Once this is done the next steps are relatively simple,

  1. Load the model and tokenizer and model you wish to fine-tune.
  2. Calculate the perplexity of the sample datasets.
  3. Fix a threshold and eliminate clusters that have perplexity less than that threshold.
base_model = "google/gemma-2-2b-it"
tokenizer = AutoTokenizer.from_pretrained(base_model)
def format_chat_template(row):
    row_json = [{"role": "user", "content": row["Instruction"]},
                {"role": "assistant", "content": row["Response"]}]
    row["text"] = tokenizer.apply_chat_template(row_json, tokenize=False)
    return row

# Apply the function to each dataset in the dictionary
for label, dataset in filtered_datasets_dict.items():
    filtered_datasets_dict[label] = dataset.map(format_chat_template)
model = AutoModelForCausalLM.from_pretrained(base_model,device_map="auto")
import torch
device = torch.device('cuda') if torch.cuda.is_available() else torch.device('cpu')
def add_perplexity_column(example):
    """
    Calculate the perplexity score for a given text example and add it to the dataset.

    Args:
    example (dict): The input example containing the 'text' key.
    
    Returns:
    dict: The updated example with an additional 'perplexity' key.
    """
    text = example['text']
    inputs = tokenizer(text, return_tensors='pt')
    
    # Move the input tensors to the same device as the model
    input_ids = inputs['input_ids'].to(device)
    attention_mask = inputs.get('attention_mask', None)
    if attention_mask is not None:
        attention_mask = attention_mask.to(device)

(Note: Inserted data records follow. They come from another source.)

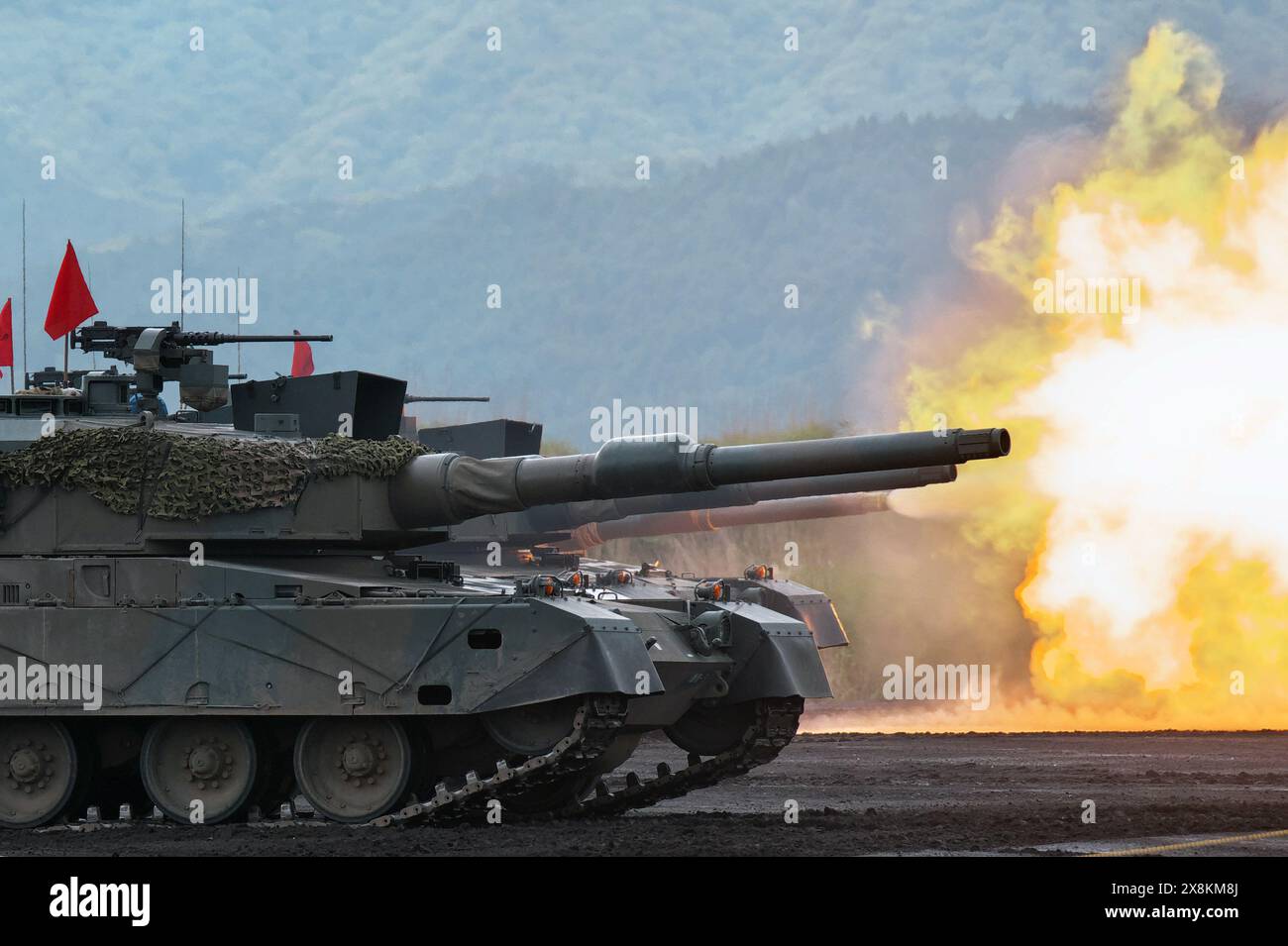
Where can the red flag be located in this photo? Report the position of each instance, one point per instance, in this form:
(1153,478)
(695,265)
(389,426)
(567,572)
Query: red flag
(7,335)
(301,364)
(71,302)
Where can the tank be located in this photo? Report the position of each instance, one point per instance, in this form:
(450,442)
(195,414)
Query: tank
(210,619)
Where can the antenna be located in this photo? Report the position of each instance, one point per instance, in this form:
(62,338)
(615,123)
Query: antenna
(183,235)
(25,292)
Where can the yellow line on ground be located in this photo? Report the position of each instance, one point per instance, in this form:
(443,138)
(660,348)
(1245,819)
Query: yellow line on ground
(1184,845)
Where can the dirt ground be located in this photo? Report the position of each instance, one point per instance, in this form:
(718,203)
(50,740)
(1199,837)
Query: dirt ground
(858,794)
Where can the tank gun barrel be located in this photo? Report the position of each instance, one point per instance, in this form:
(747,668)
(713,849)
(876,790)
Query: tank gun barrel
(443,399)
(446,488)
(708,520)
(565,517)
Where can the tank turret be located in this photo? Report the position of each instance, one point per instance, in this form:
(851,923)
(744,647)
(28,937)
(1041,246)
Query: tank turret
(128,488)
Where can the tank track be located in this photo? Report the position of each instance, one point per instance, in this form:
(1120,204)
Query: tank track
(768,735)
(595,725)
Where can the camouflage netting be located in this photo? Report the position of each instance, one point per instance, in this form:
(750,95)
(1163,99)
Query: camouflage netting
(181,476)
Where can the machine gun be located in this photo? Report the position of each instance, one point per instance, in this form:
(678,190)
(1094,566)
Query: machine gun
(161,354)
(428,399)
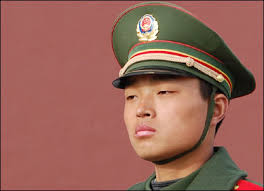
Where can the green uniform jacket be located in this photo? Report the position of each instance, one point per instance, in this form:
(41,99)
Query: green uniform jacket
(218,173)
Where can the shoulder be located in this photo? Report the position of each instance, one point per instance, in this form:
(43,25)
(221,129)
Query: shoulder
(138,186)
(245,184)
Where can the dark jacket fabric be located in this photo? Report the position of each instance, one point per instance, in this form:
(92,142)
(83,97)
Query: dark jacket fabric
(218,173)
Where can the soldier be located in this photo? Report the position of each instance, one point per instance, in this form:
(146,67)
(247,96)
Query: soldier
(178,76)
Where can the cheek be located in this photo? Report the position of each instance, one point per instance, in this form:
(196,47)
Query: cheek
(183,119)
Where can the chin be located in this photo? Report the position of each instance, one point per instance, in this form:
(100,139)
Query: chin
(151,156)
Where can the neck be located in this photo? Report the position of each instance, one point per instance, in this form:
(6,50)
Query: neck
(183,166)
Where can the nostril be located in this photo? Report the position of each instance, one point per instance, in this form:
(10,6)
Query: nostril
(147,114)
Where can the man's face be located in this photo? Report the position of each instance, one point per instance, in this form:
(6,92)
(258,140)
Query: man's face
(164,116)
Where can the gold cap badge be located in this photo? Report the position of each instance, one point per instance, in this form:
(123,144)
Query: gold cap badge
(147,28)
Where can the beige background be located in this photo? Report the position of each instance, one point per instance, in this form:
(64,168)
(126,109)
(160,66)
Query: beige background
(62,125)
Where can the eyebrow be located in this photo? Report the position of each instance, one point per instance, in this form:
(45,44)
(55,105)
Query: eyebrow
(132,80)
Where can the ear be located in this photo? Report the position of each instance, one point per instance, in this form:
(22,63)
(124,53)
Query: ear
(221,106)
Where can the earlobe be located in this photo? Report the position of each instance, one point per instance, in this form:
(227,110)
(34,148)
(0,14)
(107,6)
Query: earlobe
(221,106)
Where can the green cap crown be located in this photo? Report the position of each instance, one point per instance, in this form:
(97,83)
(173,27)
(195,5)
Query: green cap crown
(163,38)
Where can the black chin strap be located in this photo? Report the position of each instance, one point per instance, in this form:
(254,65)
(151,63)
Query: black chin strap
(209,116)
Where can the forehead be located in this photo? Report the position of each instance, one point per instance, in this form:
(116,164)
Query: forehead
(133,80)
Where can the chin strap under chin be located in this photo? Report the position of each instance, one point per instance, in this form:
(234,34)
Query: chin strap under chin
(209,116)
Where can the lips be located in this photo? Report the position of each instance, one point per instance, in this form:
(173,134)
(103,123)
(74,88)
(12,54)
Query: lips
(144,131)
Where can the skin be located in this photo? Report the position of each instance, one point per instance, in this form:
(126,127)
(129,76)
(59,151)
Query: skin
(175,109)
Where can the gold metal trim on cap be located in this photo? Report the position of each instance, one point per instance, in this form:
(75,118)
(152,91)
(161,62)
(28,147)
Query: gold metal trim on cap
(190,62)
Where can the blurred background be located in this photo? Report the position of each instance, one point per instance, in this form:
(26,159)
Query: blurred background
(62,120)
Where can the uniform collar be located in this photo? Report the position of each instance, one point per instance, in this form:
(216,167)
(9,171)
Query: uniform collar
(218,173)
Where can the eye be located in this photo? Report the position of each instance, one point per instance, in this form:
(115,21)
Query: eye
(131,97)
(164,92)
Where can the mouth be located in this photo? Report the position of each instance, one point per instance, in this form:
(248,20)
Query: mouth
(144,131)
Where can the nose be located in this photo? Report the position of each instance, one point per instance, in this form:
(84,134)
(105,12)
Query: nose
(145,109)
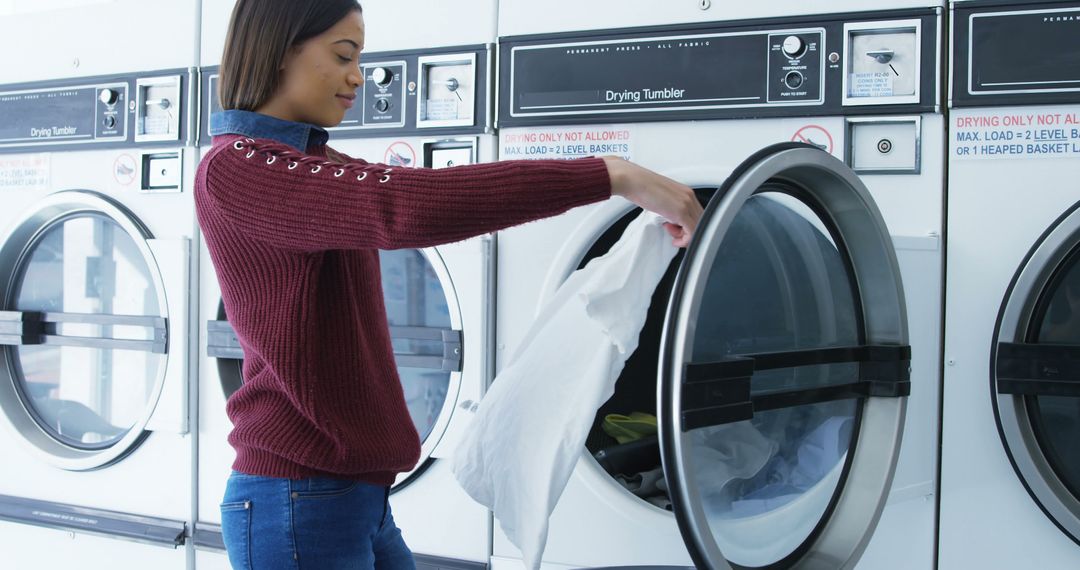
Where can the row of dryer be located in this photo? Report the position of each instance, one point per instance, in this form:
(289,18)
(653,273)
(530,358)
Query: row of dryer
(793,355)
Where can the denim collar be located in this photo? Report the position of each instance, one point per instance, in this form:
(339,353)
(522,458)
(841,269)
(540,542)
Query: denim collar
(258,125)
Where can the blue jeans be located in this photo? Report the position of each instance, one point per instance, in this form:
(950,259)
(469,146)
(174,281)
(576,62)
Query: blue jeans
(319,523)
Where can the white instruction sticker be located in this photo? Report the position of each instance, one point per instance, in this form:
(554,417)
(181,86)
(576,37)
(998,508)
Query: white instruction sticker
(872,84)
(1043,133)
(25,172)
(567,143)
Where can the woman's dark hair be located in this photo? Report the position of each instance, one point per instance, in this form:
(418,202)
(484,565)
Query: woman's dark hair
(260,34)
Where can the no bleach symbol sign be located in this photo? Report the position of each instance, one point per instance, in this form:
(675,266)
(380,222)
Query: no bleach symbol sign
(814,135)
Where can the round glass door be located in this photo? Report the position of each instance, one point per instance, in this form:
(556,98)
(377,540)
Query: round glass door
(89,363)
(1036,374)
(783,367)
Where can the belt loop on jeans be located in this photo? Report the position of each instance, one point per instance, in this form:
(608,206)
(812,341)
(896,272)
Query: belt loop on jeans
(386,506)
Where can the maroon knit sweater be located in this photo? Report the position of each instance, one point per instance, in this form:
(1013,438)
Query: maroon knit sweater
(294,239)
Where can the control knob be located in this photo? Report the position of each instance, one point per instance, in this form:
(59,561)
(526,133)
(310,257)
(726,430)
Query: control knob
(108,96)
(381,77)
(794,46)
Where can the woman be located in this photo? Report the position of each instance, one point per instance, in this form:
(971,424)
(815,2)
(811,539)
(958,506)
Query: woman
(293,227)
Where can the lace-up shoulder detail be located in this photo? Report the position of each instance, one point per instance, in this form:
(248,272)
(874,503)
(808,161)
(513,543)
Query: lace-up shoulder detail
(274,152)
(281,197)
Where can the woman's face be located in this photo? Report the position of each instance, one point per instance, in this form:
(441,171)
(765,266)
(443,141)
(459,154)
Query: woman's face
(320,77)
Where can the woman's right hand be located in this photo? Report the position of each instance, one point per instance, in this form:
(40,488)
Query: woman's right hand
(674,202)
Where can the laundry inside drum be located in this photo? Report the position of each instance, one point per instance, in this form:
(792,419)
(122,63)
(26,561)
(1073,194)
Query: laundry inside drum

    # Calculate the loss (negative log-likelihood)
    with torch.no_grad():
        outputs = model(input_ids, attention_mask=attention_mask, labels=input_ids)
        loss = outputs.loss

    # Perplexity is the exponential of the loss
    perplexity = torch.exp(loss).item()
    example['perplexity'] = perplexity
    return example
for label, dataset in filtered_datasets_dict.items():
    filtered_datasets_dict[label] = dataset.map(add_perplexity_column)
# Compute and print the average perplexity for each dataset
for label, dataset in filtered_datasets_dict.items():
    # Extract the perplexity scores from the dataset
    perplexities = dataset['perplexity']
    
    # Compute the average perplexity
    avg_perplexity = sum(perplexities) / len(perplexities)
    
    # Print the result
    print(f"Cluster {label}: Average Perplexity = {avg_perplexity:.4f}")
# List to store cluster IDs with average perplexity >= 2.5
retained_cluster_ids = []

# Loop through each dataset in the dictionary
for label, dataset in filtered_datasets_dict.items():
    # Extract the perplexity scores
    perplexities = dataset['perplexity']
    
    # Compute the average perplexity
    avg_perplexity = sum(perplexities) / len(perplexities)
    
    # Keep the cluster ID only if the average perplexity is >= 2.5
    if avg_perplexity >= 3:
        retained_cluster_ids.append(label)

# Print the retained cluster IDs
print("Retained Cluster IDs:", retained_cluster_ids)

Our original dataset had about 27K rows e were able to reduce it to 16K rows which was around 40% reduction in size on fine-tuning Gemma-2–2B-it on both the datasets we were even able achieve a slightly better performance on the model trained on the thinned dataset.